Calculating non-interacting quantities...

Calculating first level of approximation...

   Calculating Usp...

   Calculating Uch...

   Calculating chisp_wk and chich_wk...

   Calculating double occupancy...

Summary first level approximation:
    Usp = 1.5896434157730261, Uch = 2.388267598779043
    Double Occupation <n_up*n_down> = 0.11199309130057132

 DONE!

FIXME need custom function to make chi DLR (target_shape!)

def make_chi_dlr(chi_wk):
    temp = Gf(mesh=chi_wk.mesh, target_shape=(1,1))
    temp.data[:,:,0,0] = chi_wk.data[:,:,0,0,0,0]
    return make_gf_dlr(temp)

We now plot the non-interacting, and the TPSC-charge- and spin-susceptibilities along high-symmetry paths in the 1. BZ. This allows us to easily compare them:

chi0_stat_k = make_chi_dlr(S.chi0_wk)(iw0, all)
chi0_stat_k = np.array([chi0_stat_k(k)[0,0].real for k in k_vecs_rel])
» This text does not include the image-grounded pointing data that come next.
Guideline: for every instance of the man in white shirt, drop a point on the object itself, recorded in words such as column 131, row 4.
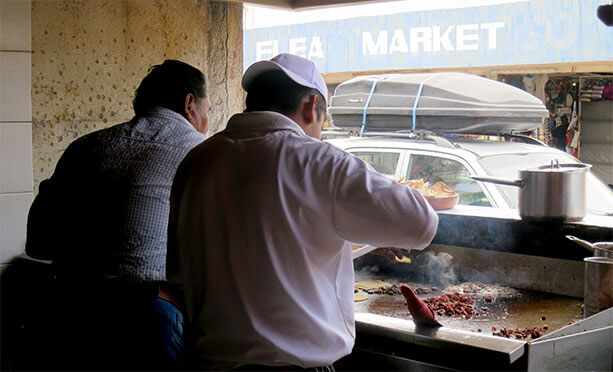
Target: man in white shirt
column 261, row 219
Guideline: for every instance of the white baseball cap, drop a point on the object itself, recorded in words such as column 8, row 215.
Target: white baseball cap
column 299, row 69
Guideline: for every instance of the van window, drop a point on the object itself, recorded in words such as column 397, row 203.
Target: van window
column 433, row 169
column 383, row 162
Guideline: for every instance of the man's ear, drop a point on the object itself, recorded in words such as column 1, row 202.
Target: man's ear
column 309, row 112
column 188, row 110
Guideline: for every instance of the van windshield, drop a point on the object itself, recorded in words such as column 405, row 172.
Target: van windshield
column 599, row 195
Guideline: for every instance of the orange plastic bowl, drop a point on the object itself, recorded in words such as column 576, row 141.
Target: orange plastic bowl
column 443, row 202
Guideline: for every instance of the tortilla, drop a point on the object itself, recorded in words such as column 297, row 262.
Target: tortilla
column 373, row 284
column 404, row 259
column 438, row 190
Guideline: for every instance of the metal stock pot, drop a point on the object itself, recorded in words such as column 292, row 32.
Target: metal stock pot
column 550, row 192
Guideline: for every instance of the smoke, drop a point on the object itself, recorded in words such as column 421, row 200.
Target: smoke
column 438, row 269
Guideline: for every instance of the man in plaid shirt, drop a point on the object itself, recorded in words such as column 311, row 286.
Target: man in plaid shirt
column 102, row 220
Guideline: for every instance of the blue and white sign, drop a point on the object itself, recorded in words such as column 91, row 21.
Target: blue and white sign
column 527, row 32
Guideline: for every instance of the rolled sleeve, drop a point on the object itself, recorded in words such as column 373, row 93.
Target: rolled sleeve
column 372, row 209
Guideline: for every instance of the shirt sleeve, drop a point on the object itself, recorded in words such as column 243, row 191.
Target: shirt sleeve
column 173, row 274
column 370, row 208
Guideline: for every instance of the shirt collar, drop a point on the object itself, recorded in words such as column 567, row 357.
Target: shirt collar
column 261, row 121
column 166, row 114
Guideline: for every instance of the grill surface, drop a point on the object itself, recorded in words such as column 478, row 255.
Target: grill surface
column 523, row 311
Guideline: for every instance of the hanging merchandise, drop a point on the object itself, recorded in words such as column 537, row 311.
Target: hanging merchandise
column 560, row 102
column 572, row 135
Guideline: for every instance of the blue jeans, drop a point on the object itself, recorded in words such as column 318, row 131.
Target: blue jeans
column 171, row 328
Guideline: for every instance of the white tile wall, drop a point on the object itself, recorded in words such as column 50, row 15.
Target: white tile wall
column 16, row 155
column 15, row 126
column 13, row 217
column 15, row 90
column 15, row 24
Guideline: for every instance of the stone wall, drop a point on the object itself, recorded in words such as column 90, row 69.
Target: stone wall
column 88, row 57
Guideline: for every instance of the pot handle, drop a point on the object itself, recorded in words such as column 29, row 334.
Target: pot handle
column 502, row 181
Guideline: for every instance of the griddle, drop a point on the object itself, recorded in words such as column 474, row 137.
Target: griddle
column 524, row 311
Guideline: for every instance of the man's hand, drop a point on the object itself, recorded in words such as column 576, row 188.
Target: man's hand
column 392, row 253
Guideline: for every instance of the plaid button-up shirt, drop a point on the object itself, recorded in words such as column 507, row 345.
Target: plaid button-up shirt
column 104, row 212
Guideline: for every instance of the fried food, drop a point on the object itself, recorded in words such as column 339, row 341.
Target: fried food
column 437, row 190
column 373, row 284
column 404, row 259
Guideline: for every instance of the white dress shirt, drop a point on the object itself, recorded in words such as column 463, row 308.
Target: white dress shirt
column 261, row 220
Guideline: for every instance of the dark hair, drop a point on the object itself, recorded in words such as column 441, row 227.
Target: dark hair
column 167, row 85
column 274, row 91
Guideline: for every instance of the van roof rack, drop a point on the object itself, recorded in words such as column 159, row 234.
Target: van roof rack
column 523, row 138
column 424, row 135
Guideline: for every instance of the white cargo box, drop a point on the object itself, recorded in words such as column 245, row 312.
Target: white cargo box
column 446, row 102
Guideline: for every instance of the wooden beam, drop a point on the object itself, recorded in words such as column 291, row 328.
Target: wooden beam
column 489, row 71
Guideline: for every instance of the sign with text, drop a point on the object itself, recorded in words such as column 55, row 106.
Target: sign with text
column 531, row 32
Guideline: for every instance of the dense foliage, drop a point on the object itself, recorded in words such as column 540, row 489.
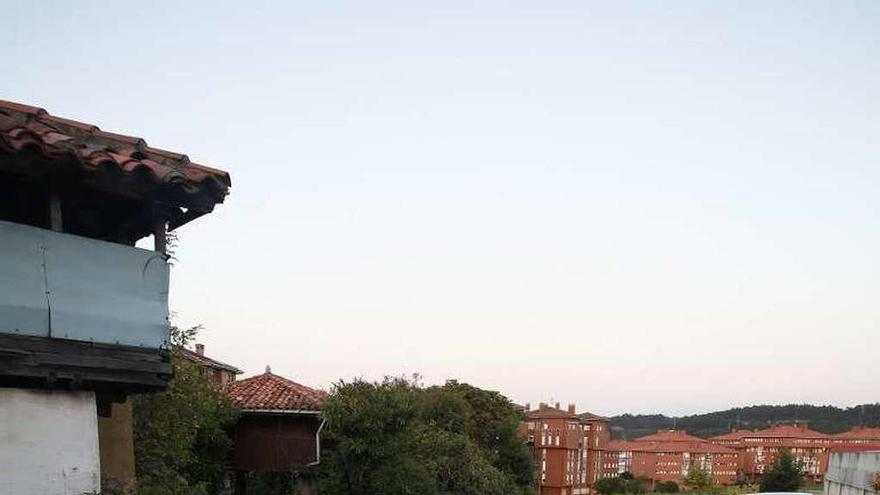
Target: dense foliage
column 827, row 419
column 784, row 475
column 180, row 440
column 397, row 438
column 666, row 487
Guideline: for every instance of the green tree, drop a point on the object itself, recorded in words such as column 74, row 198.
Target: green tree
column 180, row 440
column 698, row 479
column 394, row 437
column 667, row 487
column 784, row 475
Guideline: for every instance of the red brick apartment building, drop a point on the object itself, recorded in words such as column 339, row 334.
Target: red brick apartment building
column 566, row 448
column 668, row 456
column 758, row 448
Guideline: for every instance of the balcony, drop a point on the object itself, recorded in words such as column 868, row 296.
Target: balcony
column 80, row 310
column 70, row 287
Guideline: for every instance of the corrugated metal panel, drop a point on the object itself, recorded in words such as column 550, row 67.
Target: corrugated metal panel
column 98, row 291
column 23, row 305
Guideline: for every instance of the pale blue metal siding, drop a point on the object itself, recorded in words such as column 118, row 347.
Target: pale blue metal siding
column 89, row 290
column 24, row 308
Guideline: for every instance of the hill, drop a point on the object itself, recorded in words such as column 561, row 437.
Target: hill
column 827, row 419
chich_stat_k = make_chi_dlr(S.chich_wk)(iw0, all)
chich_stat_k = np.array([chich_stat_k(k)[0,0].real for k in k_vecs_rel])

chisp_stat_k = make_chi_dlr(S.chisp_wk)(iw0, all)
chisp_stat_k = np.array([chisp_stat_k(k)[0,0].real for k in k_vecs_rel])

fig, axes = plt.subplots(nrows=1, ncols=2, figsize=(10, 10))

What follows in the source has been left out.